Is it just that he does genre work? And if so, does that mean guys like Corman and Meyer needed to "grow up" too? I don't want to seem argumentative, but I would like to know what you're getting at.

Hell, if I were to show my annoyance with a filmmaker it would be Eli Roth, who is overrated and a terrible actor (a better argument than QT for directors being prevented from standing in front of a camera).

I know you're busy so I don't expect an answer soon, but I'd love to know what prompted the comment and your thoughts on the matter.



Steve --

Thanks for the comment.

If Tarantino was simply doing genre films (a la Corman or Meyer) I'd have no problem with it. What bothers me is that he's unable to temper his excitement -- it's as if with each successive film he's trying to do too much. Instead of it being simple homage, or "inspired by", there's always this sense of Quentin making sure you know how much he knows.

Kill Bill does look great, and was a lot of fun the first time around. Yet repeated viewings led me to see how there just wasn't any there there. It's a hodge podge of influences and nicked ideas -- there's nothing very original about it at all.

Take Grindhouse -- I thought the Rodriguez piece was a spot-on grindhouse film, right down to all the details. Quentin's wasn't. Yes, the car chase was skillfully executed, but everything leading up to it was insufferable. It's impossible to get immersed in the film or characters when everybody is just an extension of Quentin.

Russ Meyer has openly stated that his films addressed his own obsesions/fetishes, yet you didn't feel his ego creeping in to every scene.
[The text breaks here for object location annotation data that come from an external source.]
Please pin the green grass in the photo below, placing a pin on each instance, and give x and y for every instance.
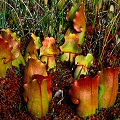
(49, 19)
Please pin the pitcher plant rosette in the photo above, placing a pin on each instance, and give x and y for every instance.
(62, 61)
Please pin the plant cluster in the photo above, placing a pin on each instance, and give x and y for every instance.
(90, 48)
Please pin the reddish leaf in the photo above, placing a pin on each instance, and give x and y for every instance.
(34, 66)
(108, 87)
(38, 92)
(84, 92)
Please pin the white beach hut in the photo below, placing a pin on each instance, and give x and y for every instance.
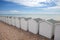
(33, 25)
(18, 22)
(57, 31)
(24, 23)
(46, 28)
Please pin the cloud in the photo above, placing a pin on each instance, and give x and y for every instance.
(34, 3)
(10, 12)
(22, 12)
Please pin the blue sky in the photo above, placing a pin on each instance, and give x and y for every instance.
(29, 6)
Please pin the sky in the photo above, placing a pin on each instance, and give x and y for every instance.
(38, 7)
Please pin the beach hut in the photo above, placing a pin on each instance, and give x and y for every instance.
(46, 28)
(57, 31)
(18, 22)
(24, 23)
(33, 25)
(13, 21)
(9, 18)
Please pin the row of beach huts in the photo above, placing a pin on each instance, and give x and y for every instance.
(47, 28)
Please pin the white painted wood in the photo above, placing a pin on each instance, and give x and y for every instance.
(13, 21)
(33, 26)
(23, 24)
(46, 29)
(18, 22)
(57, 31)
I agree with you that Jackie Brown is a more mature film -- probably because he was using somebody else's material. (I quite like that film.)

Watching the trailer for his new film -- I would have sworn it was a parody of a QT film. Then again, trailers can be misleading, and maybe it will be a masterpiece. (Doubtful.)

Sorry for the rambling tone of the post -- I'm very distracted as of late.


No sweat, I appreciate the quick reply. And what you say makes perfect sense...

I think that in Grindhouse, QT tried to do a very specific, and unfortunately VERY BAD form of 70's film, but he did it so well and in his own way that he really went beyond the genre and just made something that could only be viewed as a QT film. The dialogue, endless dialogue, was so dead-on his style that it really takes you out of the "this is like those old films" formula.

As for Basterds...well, had I not known this was a QT film, I would not have guessed it. It doesn't strike me at all like his style. However, it also strikes me as a trailer that doesn't look like a good film. I want to enjoy it but I have pretty serious doubts. His style of dialogue won't mesh with the period, so he'll have to make some pretty drastic changes.